The Utility of Mindfulness During Pregnancy and Postpartum Recovery

Birthing individuals undergo many changes during conception, pregnancy, and postpartum recovery (i.e., changes in hormone levels, relationships, weight, and stress) that often have impacts on their mental health. Ongoing complications during this time can develop into mental illness (such as postpartum depression and anxiety) which has several significant risks for parents and baby.

At its core, mindfulness emphasizes being fully present in the moment without judging our internal experience (thoughts and feelings). Research shows that individuals who practice mindfulness during conception, pregnancy, and the postpartum period have fewer depression and anxiety symptoms, shorter labor and delivery times, and are better equipped when coping with stressors. Furthermore, parents who practice mindfulness are more likely to have greater self-compassion. Bye-bye, parental guilt! What’s more, studies have shown that practicing mindfulness exercises for as little as three minutes daily can have significant and long-lasting improvements in one’s mental health. 

Mindfulness Exercises to Try at Home:

Notice your breathing for 60 seconds. Track what each breath feels like as you inhale and exhale. Are some breaths longer or shorter than others? What is the temperature like for each breath (warm or cool)? What does inhaling feel like (deep or shallow) and where in your body do you feel each inhale/exhale (nose cavity, throat, lungs, diaphragm, etc)? As you notice a thought or feeling coming into your awareness, simply acknowledge it as "thinking" or "feeling" and bring your attention back to the breath.

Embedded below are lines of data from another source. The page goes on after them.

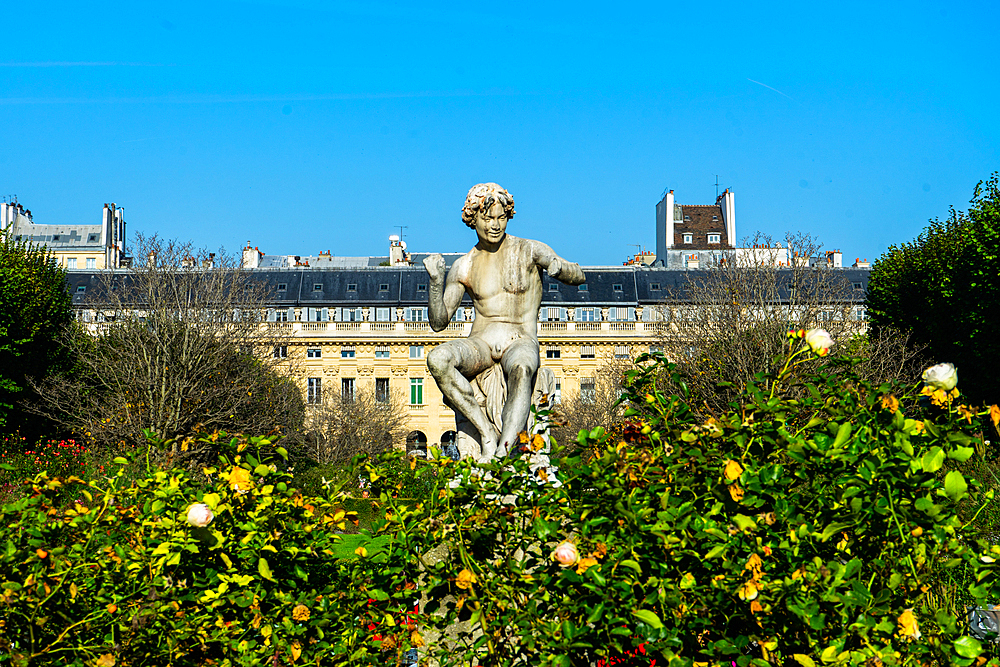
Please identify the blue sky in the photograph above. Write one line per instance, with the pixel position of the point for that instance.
(304, 126)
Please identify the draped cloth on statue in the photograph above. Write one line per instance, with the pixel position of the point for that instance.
(490, 389)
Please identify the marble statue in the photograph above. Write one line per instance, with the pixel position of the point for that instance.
(488, 378)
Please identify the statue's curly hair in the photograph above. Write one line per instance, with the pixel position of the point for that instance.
(482, 197)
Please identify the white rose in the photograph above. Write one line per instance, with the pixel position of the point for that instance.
(199, 515)
(942, 376)
(819, 341)
(566, 554)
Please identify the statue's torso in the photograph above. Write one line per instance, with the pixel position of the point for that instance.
(505, 286)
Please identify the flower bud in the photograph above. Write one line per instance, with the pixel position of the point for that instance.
(819, 341)
(199, 515)
(941, 376)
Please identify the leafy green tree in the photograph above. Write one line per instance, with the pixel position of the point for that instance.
(944, 288)
(36, 311)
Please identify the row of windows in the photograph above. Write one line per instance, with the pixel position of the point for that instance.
(314, 390)
(712, 238)
(417, 352)
(347, 352)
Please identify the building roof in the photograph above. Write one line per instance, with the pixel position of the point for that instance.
(407, 286)
(700, 220)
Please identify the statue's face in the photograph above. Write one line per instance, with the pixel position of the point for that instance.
(491, 225)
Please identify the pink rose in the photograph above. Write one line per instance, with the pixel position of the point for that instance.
(199, 515)
(566, 554)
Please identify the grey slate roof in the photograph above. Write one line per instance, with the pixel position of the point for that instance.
(407, 286)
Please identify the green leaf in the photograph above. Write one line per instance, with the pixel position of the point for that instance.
(843, 433)
(632, 565)
(932, 460)
(649, 618)
(961, 454)
(955, 485)
(264, 569)
(804, 660)
(968, 647)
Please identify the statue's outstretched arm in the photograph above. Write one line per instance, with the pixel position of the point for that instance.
(445, 292)
(557, 267)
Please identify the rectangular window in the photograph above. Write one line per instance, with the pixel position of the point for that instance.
(314, 392)
(382, 390)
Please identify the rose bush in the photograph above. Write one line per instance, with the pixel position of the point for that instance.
(241, 570)
(812, 523)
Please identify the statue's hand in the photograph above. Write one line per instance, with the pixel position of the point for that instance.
(435, 266)
(555, 267)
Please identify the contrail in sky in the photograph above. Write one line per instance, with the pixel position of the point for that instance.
(80, 64)
(770, 88)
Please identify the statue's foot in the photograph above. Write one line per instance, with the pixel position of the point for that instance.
(490, 451)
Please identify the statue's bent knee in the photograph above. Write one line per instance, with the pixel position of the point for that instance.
(439, 361)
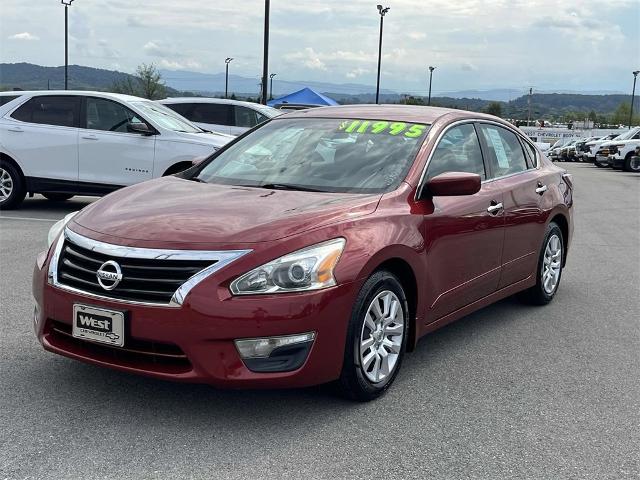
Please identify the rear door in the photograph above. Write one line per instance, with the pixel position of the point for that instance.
(464, 234)
(514, 171)
(42, 135)
(216, 117)
(110, 155)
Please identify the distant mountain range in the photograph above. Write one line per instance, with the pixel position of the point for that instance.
(514, 102)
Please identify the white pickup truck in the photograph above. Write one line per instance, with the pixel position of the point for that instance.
(618, 153)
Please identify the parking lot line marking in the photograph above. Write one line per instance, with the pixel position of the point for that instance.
(2, 217)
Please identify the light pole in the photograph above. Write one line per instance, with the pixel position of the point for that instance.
(271, 86)
(227, 61)
(67, 4)
(382, 11)
(529, 106)
(431, 69)
(265, 61)
(633, 95)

Mindfully enjoy a snack or meal. First, start by looking at the meal/snack. Notice the colors and visible textures. Notice the smells and see what ingredients you detect just by using your nose. Observe any sounds the food is making (crackling, sizzling, crunching) by running your hand or utensil over it. Lastly, taste the food! Start with a small bite and notice the flavors and textures. Do this with each bite.

Listen to a new song and notice each note, lyric, pause in singing, etc for the duration of the song. When your mind wanders, gently bring it back to the song.